Girls’ schools never created the same dependency on generalist coaching. Their model of specialist teachers has many advantages – but capacity isn’t one of them. In order to match the extent of the programmes their co-educational competitors provide, they also depend on a peripatetic workforce to supplement their full time teachers.

It is easy to lapse into a culture of adding. As vacancies occur, a simple expedient is to throw at the problem the relatively small amounts of money necessary to hire an ‘outside’ coach. The theory is sound, and appears, at face value, to solve the problem. However, this assumes that there is a potential coaching workforce eager to be employed by schools for a couple of hours at a time. Finding this capacity, of adequate quality, is an increasing challenge for schools who have grown to depend upon these people.

When the pandemic struck, and the economics of schools were thrown into unprecedented turmoil, the part time coaches were the first to be dispensed with. Few had any employment rights, and they disappeared quickly. Some found alternative employment in the new growth industries, and discovered that being an Amazon driver was a more reliable and lucrative living than being a peripatetic sports coach.
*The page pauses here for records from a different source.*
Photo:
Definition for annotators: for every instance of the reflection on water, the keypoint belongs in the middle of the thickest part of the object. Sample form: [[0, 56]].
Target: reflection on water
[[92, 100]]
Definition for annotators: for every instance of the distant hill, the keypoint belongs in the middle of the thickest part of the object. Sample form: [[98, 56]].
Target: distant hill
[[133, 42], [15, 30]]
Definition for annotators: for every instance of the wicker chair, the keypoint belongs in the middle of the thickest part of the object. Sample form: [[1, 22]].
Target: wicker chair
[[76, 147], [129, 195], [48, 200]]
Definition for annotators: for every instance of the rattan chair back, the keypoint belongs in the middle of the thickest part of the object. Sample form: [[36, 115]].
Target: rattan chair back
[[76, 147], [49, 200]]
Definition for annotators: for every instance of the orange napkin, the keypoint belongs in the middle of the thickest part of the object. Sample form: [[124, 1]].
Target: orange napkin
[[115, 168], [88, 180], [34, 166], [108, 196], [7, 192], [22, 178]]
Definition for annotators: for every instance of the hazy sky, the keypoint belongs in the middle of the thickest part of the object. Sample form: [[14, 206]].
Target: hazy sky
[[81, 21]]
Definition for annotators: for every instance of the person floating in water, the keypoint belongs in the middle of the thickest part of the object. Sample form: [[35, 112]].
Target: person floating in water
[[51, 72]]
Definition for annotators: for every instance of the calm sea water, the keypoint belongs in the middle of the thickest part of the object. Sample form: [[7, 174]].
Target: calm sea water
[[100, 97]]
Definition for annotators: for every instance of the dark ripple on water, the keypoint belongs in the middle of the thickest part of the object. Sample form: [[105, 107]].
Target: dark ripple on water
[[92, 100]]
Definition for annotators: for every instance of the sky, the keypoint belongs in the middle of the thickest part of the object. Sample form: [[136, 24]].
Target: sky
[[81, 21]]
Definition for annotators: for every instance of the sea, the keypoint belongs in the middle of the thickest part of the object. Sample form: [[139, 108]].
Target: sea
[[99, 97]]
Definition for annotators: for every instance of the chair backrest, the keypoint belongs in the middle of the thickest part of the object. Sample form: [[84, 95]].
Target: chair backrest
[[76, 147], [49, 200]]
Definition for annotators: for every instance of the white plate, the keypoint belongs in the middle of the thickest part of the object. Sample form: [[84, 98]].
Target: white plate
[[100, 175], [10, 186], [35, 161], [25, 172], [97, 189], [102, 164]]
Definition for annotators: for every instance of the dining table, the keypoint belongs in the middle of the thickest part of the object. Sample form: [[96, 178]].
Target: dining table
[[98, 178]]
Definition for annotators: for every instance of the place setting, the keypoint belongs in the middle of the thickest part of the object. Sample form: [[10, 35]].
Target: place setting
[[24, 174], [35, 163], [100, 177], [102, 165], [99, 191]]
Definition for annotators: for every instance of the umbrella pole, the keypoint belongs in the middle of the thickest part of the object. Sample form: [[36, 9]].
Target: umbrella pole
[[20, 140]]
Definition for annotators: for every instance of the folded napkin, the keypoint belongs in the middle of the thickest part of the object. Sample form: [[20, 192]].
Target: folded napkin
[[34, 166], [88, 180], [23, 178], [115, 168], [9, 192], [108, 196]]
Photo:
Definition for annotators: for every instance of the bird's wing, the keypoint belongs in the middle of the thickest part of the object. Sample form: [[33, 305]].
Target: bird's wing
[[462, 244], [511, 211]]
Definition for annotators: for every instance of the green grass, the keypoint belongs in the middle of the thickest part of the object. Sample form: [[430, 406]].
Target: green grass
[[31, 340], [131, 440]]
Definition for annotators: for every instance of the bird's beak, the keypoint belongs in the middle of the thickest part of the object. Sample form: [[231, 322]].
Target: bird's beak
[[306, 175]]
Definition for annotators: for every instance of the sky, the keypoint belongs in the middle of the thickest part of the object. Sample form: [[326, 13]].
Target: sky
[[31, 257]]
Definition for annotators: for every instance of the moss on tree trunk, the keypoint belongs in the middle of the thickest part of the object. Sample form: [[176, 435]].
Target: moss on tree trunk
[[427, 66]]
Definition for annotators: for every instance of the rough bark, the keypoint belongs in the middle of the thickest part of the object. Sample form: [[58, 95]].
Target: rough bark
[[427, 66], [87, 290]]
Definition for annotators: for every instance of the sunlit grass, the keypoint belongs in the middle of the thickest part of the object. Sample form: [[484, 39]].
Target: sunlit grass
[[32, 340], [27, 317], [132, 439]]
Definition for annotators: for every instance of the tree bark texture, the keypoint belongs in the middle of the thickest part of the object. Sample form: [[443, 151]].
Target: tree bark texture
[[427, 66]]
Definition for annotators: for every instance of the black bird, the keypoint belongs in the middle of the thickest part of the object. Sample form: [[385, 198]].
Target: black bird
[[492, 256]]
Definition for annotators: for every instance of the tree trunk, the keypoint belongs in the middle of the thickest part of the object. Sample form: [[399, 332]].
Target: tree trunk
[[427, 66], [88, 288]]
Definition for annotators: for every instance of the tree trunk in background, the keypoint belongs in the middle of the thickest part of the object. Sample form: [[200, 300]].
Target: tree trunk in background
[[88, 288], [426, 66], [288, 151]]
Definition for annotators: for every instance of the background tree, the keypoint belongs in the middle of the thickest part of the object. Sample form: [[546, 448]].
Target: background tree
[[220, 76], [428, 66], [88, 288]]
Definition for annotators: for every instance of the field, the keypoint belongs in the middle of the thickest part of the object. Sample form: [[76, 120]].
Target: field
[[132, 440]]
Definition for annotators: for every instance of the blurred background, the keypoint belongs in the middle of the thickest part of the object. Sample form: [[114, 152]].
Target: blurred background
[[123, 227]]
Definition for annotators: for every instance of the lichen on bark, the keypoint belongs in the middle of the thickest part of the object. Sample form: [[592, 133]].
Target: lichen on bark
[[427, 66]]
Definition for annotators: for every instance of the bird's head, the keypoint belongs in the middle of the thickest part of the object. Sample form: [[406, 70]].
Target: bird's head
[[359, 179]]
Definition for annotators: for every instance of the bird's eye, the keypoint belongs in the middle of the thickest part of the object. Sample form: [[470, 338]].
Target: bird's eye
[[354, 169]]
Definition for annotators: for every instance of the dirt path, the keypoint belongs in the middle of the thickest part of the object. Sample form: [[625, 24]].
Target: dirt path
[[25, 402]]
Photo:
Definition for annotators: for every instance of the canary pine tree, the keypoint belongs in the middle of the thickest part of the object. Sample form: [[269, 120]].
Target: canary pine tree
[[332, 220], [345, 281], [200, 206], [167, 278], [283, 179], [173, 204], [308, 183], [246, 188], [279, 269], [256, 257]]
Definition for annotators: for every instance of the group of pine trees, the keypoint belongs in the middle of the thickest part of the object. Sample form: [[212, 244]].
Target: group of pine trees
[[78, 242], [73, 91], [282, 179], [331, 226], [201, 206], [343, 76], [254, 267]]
As schools return to full capacity, staffing problems are recurring. Those teachers who got used to additional leisure time at weekends during lockdown are sometimes slow to resume a full commitment to school sport. And there are fewer part time ‘outside’ coaches to take up the slack. The sector can no longer depend upon this nebulous workforce to fill in the gaps.

Peripateic games coaches were never the perfect answer. Unseen in the corridors where much of the culture of school sport is established, unfamiliar with pupils, processes and the standards of school sport, they were often an unsatisfactory expedient. Getting the good ones depended too much on luck, and was therefore unsustainable. As demand exceeds supply, quality of applicants inevitably declines to the stage where schools are grateful to find anyone at all to fill some gaps.

The answer is not to reform this system, but to transform it. Finding more, barely adequate, scarcely committed, part time coaches able to do an average job is not the answer. The staffing of school sport needs an overhaul that will enable it to deliver sustainable, higher quality programmes into the future. That will not be achieved by tempting a few Amazon drivers back into their tracksuits.